Young: The growing phenomenon of ‘mompreneurs’

There’s a growing recognition that there are more mom entrepreneurs in our midst.

This week, as a preface to the monthly town hall session of the Okanagan Valley Entrepreneurs Society which will have a “mompreneurs” theme, I thought I would talk about mompreneurs.

The phrase was coined almost two decades ago, so it’s not a new idea. But what’s happening is that there’s a growing recognition that there are more mom entrepreneurs in our midst.

Entrepreneurship has received increased attention in the last 10 to 15 years. It is now widely recognized and accepted that small and medium-sized ventures are very important for the economic welfare of national economies as they contribute significantly to innovation and job creation.

More and more, our politicians have placed entrepreneurship at the centre of their political vision. The amount of research devoted to the study of entrepreneurship has increased substantially during this same period.

The purpose of entrepreneurship research in the texts that I have read and studied are characterized by a very strong growth ideology, an ideology that stakes the claim that the reason why we need to study entrepreneurship so zealously is that entrepreneurs contribute significantly to the growth in national economies.

Growth equals development and hence becomes the criterion according to which entrepreneurs are judged.

Female entrepreneurs have also received increasing attention over the last decade or so, as the percentage of female entrepreneurs has increased consistently during this period.

Mompreneurship is an emergent phenomenon which has yet to settle on a widely accepted definition or be researched from a social scientific point of view.

There appears to be three elements that are central in this phenomenon:

• A need to strike a balance between the need’s of one’s workplace or career on the one hand and the needs of one’s family on the other

• The desire for a work environment unencumbered with an immediate supervisor impervious to and unconcerned with the needs of one’s family (the mother and wife)

• The desire to combine the first two elements with exciting and challenging work experience.

“I really enjoy that I can set my own hours, work late if I want and work in my pyjamas,” said one woman in a recent newspaper article about the subject. “I am a single mom and it is important to me to be able to be home for my daughter.”

The three elements I mentioned may be included under the concept of continuity. So it can be seen that the overall strategy of mompreneurship is to create continuity between the different spheres of the life of the mompreneur.

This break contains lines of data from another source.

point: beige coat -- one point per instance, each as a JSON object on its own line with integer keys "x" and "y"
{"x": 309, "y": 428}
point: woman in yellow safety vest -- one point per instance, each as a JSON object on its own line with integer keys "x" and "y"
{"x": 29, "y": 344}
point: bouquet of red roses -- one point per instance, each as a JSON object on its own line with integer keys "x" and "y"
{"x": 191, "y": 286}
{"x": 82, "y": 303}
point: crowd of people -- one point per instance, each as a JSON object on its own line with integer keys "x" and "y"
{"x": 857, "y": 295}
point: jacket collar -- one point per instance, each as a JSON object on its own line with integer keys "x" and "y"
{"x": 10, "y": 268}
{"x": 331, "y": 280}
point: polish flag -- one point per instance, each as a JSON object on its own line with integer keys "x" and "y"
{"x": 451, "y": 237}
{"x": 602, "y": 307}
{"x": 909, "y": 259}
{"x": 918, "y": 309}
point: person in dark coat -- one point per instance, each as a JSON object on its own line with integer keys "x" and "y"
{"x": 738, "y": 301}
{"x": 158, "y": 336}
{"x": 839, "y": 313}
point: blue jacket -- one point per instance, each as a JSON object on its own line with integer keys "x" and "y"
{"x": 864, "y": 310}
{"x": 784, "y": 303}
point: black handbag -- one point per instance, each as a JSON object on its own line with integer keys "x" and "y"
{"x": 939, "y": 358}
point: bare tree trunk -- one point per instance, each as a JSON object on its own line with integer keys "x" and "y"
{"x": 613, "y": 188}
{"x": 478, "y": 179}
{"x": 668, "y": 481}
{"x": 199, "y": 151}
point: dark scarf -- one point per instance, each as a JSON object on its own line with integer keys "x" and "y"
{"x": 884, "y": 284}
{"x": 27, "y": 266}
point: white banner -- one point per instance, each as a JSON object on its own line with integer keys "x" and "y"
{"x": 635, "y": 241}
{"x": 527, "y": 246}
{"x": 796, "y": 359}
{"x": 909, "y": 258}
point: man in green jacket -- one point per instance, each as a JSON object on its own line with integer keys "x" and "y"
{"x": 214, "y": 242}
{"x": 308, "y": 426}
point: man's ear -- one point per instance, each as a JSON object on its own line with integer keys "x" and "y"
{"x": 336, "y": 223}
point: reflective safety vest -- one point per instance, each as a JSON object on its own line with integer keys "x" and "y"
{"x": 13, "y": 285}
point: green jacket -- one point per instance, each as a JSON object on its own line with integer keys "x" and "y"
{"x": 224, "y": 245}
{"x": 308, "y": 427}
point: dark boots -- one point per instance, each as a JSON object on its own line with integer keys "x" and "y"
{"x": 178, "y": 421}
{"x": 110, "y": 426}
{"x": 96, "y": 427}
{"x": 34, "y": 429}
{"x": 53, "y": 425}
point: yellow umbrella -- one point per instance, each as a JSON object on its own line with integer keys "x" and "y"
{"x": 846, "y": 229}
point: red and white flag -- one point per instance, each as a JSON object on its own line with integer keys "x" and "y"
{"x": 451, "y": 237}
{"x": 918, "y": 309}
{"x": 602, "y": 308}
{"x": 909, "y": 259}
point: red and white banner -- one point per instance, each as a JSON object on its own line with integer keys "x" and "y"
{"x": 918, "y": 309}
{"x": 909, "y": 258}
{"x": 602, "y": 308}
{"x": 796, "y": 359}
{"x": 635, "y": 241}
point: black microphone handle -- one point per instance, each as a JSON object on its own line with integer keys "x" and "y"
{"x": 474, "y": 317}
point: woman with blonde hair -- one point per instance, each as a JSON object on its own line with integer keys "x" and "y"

A flexible professional life is a precondition for finding the appropriate balance between dedicated motherhood and work.

The same goes for the absence of the stress of accountability to an immediate superior, the deletion of this relationship from the workplace equation can thus be seen as a strategy employed to minimize the conflict between family responsibilities and a career.

So, to sum up, mompreneurship is an attractive strategy to create continuity and to minimize conflict between the relevant spheres of life (motherhood and work/venturing)

Do mompreneurs represent a new generation of entrepreneurs?

Although various arguments could be made both for and against this question, I say yes.

Historically, entrepreneurs have been men, as have all the positions in society with power and prestige associated with them.

But over the years, women have increasingly entered professions and positions of power and prestige:  CEOs, politicians, judges, etc.

In the case of entrepreneurship, the increasing number of female and other types of what I like to refer to as hyphen-type e.g. grey entrepreneurs, social entrepreneurs have qualitatively changed the face of entrepreneurship forever.

It is becoming an increasingly differentiated phenomenon.  It is spreading from the sphere of profit-manic, high-powered elite business life into other social spheres.

All kinds of people in our everyday world are launching ventures for all kinds of purposes.

Entrepreneurship, is being democratized and I like it.

Three cheers for the mompreneurs of our world.